Artificial intelligence is transforming our lives at home and at work. At home, already 1.8 million people use Amazon’s Alexa to control the lights and unlock their car and in total, Alexa is touted as having more than 3,000 skills and growing daily. This is just amazing. Along with it, in the workplace, artificial intelligence is evolving into an intelligent assistant to help us work smarter. Artificial intelligence is not the future of the workplace, it is the present and it’s happening today!
And just as marketers have discovered the power of chatbots to personalize a shopping experience, HR leaders are starting to pilot chatbots to transform the employee experience. In fact, investments in AI have accelerated from $282 million in 2011 to $2.4 billion in 2015, a 746% increase in five years. In 2016, this continued to increase with roughly another $1.5 billion being invested in more than 200 AI-focused companies in 2016. And this trend looks like is not going to stop anytime soon.
Why is everyone shifting towards AI?
Immediacy is one reason why a host of consumer brands are building AI into their products. More than 22% of millennials expect a response within 10 minutes of reaching out to a consumer brand. The solution: consumer brands are increasingly turning to chatbots to offer 24×7 service, rapidly engage with consumers and answer their questions. For example, Staples now uses machine learning to automate ordering and customer service, engaging customers in real time through their Facebook Messenger app.
And it’s not just millennials who expect instant answers. All of us have become digital consumers: according to Gartner, nearly $2 billion in online sales were performed exclusively through mobile digital assistants in 2016.
So, is AI already become essential? Will we consider it unthinkable not to use intelligent assistants to transform recruiting, HR service centers, and learning and development? It really looks like the answer is yes! HR leaders will need to begin experimenting with all facets of AI to deliver value to their organizations. As intelligent assistants become more widely used in our personal lives, we will expect to see similar usage in the workplace.
For employees, chatbots deliver an unmatched level of employee experience, from real time answers for HR questions to personalized learning and development. In addition, they are critically important to the 3.7 million workers, or 2.8% of the workforce, who work remotely at least half time and do not have easy access to an HR department.
For HR leaders, chatbots are well suited to improving talent acquisition and on-boarding processes by increasing speed and providing greater consistency in answering frequently asked HR questions, improving the talent acquisition process, and enhancing the online learning experience.
Chatbots Will Answer Frequently Asked Employee Questions
Let’s consider Jane, a chatbot created by Loka, in 2014. Jane provides real time answers to a range of HR questions, including, “Are we off on President’s Day?”. Jane is capable of answering any question and answer set that can be stored in a database. Another value of Jane is the opportunity to track employee issues using real time analytics and then apply sentiment analysis to address these issues. Let’s say that a majority of employees are asking questions about late payments for travel reimbursements. This data can indicate something in the system isn’t working correctly. Before things become a full blown issue, HR leaders can uncover the issue and communicate a solution.
Granted there will be questions Jane can not answer yet, but the opportunity is here to provide AI for all types of HR related questions that might be coming into your HR Service Center.

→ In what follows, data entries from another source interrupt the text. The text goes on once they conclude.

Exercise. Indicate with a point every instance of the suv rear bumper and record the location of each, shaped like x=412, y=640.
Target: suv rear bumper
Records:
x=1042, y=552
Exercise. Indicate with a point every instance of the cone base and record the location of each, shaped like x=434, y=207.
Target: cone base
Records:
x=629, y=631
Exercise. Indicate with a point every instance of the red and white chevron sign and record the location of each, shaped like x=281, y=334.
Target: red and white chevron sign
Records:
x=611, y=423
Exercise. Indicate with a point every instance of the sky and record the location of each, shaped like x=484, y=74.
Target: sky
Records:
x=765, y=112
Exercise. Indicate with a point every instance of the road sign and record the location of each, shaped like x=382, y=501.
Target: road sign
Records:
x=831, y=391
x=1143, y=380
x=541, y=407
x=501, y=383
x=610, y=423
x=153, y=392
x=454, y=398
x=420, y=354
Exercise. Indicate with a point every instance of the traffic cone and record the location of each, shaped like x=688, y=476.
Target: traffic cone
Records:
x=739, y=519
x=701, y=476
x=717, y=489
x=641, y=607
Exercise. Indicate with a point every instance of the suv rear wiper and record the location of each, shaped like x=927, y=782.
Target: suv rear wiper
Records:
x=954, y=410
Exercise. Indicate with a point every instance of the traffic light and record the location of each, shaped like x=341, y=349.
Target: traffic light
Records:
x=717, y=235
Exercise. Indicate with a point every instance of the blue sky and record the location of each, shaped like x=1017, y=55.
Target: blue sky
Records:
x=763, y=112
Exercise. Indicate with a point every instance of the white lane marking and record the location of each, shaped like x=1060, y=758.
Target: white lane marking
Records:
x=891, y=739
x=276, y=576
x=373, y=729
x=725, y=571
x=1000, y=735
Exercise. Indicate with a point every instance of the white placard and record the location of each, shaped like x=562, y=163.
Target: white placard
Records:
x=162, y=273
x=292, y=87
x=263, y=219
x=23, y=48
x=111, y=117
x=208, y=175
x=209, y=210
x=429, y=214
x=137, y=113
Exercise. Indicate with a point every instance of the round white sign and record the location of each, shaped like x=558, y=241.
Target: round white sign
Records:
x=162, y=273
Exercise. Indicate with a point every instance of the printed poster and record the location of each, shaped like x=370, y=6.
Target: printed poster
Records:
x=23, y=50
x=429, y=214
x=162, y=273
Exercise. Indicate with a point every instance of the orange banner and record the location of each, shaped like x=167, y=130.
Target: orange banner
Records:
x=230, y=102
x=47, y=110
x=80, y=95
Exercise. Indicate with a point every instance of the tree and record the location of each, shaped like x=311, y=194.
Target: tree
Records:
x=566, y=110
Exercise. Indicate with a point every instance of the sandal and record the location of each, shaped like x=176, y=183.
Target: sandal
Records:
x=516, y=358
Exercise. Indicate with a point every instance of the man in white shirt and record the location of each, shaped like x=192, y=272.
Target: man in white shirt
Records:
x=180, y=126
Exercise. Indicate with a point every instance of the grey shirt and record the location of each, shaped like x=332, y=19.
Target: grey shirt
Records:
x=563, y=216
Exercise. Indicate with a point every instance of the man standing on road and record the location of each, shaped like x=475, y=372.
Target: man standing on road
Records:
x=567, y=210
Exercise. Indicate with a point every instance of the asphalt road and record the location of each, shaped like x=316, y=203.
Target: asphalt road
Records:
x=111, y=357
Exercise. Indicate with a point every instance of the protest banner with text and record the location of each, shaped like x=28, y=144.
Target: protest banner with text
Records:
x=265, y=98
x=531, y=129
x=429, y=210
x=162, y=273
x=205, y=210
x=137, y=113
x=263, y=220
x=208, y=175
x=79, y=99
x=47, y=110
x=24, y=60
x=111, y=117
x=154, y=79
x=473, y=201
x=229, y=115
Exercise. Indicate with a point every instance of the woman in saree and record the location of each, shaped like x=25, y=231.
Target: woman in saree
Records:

Chatbots Could Also Improve Talent Acquisition
Talent acquisition and new hire on-boarding are ripe areas where intelligent assistants can tap multiple data sources to develop candidate profiles, schedule interviews, and make decisions about prospective job candidates.
There are already chatbots designed to augment the HR processes that source job candidates: an intelligent assistant can be able to augment a mid level HR professionals’ job so he/she can focus on more strategic HR issues.
A chatbot would save many hours in recruiting and on-boarding new hires and would enhance the employee experience, and we all know that improving talent acquisition and new hire on-boarding is a priority for CHROs! Well, it looks like that for an HR professional, AI can really be of huge help.
Is your HR function ready for this transformation? What new skills will HR team members need to acquire to take advantage of using AI in HR?